西村さんは飲食店で働いた経験はあるが、経営は初めて。商工会担当者と相談しながら計画を練り上げ、2023年3月に開店した。「第三者の目で計画の弱点などをアドバイスしてもらい勉強になった」。地域貢献や商品の魅力を高める方法など、多くのビジネスを見ている商工会の強みを感じた、という。
▼生クリームをおいしく味わって
メニューでは生クリームにこだわった。ケーキや飲み物の「添えもの」を主役にして、飲み物やティラミスに載せるほか、生クリームだけを食べることもできる。黒糖やミント味もあり、その場で混ぜて提供するため、とろみがあり香り高い。味も量も自分好みにカスタムできる。
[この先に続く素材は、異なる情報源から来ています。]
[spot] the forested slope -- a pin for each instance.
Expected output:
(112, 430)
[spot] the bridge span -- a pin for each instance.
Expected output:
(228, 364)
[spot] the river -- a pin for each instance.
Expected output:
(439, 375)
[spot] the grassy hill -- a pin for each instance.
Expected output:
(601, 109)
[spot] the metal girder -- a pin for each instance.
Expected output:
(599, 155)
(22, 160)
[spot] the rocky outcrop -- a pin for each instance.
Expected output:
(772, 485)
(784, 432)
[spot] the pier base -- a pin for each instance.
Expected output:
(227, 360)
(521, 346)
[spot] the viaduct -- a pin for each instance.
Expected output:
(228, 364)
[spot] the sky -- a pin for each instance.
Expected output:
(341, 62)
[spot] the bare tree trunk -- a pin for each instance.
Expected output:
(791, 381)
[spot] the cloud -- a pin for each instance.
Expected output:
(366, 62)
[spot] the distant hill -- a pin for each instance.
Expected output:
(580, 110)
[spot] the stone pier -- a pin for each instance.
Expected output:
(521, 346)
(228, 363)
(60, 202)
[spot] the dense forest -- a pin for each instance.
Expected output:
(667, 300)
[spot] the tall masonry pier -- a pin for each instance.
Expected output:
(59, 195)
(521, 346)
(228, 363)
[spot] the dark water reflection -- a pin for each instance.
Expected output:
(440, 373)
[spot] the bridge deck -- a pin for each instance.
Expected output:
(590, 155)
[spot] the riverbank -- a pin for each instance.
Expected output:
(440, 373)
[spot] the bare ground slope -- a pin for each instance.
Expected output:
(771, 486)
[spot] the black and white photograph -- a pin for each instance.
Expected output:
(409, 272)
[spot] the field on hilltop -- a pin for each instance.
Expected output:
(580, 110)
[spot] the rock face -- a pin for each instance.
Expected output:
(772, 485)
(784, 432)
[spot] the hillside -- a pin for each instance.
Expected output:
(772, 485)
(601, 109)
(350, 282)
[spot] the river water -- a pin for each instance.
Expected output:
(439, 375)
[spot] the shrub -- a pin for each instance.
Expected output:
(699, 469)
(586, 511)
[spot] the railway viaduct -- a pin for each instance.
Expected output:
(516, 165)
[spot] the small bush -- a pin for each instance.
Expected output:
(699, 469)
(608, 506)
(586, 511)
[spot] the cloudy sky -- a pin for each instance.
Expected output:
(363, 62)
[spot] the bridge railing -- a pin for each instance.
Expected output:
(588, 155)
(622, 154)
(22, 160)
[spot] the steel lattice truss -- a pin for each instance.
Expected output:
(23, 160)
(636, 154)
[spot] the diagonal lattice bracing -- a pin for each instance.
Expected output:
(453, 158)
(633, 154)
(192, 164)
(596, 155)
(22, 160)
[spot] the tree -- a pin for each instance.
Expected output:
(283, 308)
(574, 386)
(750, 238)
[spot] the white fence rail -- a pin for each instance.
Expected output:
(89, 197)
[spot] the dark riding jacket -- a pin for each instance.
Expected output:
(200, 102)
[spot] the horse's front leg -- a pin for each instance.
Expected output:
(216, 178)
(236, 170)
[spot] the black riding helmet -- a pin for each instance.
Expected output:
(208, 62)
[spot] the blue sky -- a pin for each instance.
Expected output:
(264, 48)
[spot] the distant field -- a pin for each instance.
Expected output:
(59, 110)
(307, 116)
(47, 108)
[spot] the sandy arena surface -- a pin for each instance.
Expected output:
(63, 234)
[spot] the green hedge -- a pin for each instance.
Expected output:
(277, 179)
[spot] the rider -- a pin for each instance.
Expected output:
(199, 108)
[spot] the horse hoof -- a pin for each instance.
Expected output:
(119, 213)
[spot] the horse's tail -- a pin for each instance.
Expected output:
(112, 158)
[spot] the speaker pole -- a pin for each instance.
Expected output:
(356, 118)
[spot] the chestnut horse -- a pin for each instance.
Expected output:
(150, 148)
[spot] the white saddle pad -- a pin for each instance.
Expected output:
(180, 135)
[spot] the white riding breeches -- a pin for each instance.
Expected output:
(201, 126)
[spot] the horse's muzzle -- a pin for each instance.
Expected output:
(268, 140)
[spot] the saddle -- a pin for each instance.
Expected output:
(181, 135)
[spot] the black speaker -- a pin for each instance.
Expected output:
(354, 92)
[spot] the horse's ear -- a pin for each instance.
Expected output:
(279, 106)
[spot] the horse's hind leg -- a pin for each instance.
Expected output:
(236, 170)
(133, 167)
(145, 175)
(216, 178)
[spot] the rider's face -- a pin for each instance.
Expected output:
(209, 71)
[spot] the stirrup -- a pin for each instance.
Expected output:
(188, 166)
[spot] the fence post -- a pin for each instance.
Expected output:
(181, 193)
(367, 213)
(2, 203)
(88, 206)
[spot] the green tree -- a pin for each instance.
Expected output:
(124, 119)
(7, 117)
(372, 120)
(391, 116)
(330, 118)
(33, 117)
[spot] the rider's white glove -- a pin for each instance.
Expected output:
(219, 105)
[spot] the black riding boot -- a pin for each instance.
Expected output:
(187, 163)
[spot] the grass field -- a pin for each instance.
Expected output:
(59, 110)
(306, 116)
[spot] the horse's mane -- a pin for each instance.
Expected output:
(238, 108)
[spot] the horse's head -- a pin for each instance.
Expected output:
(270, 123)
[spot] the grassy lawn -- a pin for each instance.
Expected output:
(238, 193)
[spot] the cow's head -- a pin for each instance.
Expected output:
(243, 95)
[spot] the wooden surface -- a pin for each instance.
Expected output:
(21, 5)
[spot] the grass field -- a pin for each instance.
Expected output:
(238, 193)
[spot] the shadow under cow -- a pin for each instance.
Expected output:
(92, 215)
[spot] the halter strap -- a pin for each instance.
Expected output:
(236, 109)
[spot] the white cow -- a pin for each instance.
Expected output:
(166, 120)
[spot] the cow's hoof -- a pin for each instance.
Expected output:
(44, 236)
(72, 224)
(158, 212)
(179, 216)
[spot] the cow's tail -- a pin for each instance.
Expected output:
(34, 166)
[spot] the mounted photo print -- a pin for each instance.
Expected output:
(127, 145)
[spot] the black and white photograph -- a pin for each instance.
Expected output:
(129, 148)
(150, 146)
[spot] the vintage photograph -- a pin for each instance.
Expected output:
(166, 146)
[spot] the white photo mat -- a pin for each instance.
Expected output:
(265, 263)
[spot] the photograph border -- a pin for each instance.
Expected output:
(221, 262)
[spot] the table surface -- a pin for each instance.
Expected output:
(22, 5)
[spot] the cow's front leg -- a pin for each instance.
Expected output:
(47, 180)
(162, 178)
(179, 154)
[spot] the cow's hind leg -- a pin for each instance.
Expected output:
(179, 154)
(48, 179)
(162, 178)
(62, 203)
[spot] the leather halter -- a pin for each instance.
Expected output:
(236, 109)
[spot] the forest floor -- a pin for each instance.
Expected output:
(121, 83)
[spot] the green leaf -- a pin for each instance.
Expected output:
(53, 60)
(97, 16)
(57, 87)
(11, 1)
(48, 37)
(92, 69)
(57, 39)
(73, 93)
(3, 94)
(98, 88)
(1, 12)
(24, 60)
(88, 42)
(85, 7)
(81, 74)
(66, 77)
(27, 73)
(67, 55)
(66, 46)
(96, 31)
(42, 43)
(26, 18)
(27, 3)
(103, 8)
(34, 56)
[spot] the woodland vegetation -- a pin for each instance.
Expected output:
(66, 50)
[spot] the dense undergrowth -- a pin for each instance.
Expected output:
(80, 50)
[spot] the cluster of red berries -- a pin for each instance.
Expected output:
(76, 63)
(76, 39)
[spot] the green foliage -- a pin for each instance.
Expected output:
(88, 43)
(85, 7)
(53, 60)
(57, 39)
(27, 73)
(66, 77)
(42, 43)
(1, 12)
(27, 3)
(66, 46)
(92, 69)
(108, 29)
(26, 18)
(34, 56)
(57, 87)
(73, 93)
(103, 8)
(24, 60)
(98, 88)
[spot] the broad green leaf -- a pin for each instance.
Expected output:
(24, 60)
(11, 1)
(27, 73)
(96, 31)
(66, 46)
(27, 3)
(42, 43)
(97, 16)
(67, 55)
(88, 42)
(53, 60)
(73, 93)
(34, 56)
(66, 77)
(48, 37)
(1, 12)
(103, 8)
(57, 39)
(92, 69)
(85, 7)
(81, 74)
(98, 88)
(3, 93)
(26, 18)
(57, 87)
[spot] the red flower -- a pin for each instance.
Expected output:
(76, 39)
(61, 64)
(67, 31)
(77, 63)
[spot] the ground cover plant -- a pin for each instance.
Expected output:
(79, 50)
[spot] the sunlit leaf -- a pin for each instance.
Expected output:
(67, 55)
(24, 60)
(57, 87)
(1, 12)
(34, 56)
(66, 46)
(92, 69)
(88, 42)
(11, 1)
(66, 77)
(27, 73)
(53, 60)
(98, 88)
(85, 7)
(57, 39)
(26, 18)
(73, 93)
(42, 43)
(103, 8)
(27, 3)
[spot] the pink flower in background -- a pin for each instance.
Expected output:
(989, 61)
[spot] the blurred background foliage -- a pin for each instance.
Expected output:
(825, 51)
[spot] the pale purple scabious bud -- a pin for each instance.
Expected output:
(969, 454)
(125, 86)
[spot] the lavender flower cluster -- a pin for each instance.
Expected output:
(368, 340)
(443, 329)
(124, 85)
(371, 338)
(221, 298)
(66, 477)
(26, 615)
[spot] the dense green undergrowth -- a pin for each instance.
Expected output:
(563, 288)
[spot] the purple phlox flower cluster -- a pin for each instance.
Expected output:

地産地消を心がけ、生クリームや牛乳のほかに、抹茶やブルーベリーの生産者とは大山町商工会のマッチング支援で繋がり、季節ごとに商品開発を行う。「困ったときは頼りにしています」と西村さん。
▼店をきっかけに、地域を好きになって欲しい
テイクアウト中心だが店内にイスもあり、こだわりの内装は写真を撮りたくなる工夫がたくさん。商品を片手に町を歩くことも勧めている。「うちをきっかけに地元の良いところを知って欲しい。その中から僕らのように移住し、店を開く人が出てくれば嬉しい」と西村さん。
大山町商工会の松嶋遼太郎主任が「情報発信が上手で、画像や動画のセンスを持っているのが強い」と保証するように、SNSを活用し、県内外から人が集まる店になった。もっと気軽に利用してもらうため、トーストやプリンなど手軽なメニューを増やし、自宅で楽しめるよう通信販売も計画している。「お客様が自慢できるカフェに」と努力を続けている。
▼経営支援専門員の声 西部商工会産業支援センター 主任 松嶋 遼太郎
大山町の御来屋地区を活性化させたいという思いの基、「テイクアウトカフェ×映える写真×体験」をコンセプトにした事業計画を作成された西村さんの狙いは、創業後すぐに各種メディアへの取材など、多くの反響を呼ぶものとなりました。Instagramの4,800人のフォロワーへの発信力は大きな武器となっています。これからも商品と地域の魅力を発信し続ける西村さんの相談相手となり、今後の発展を後押しできるような支援を継続していきたいと思います。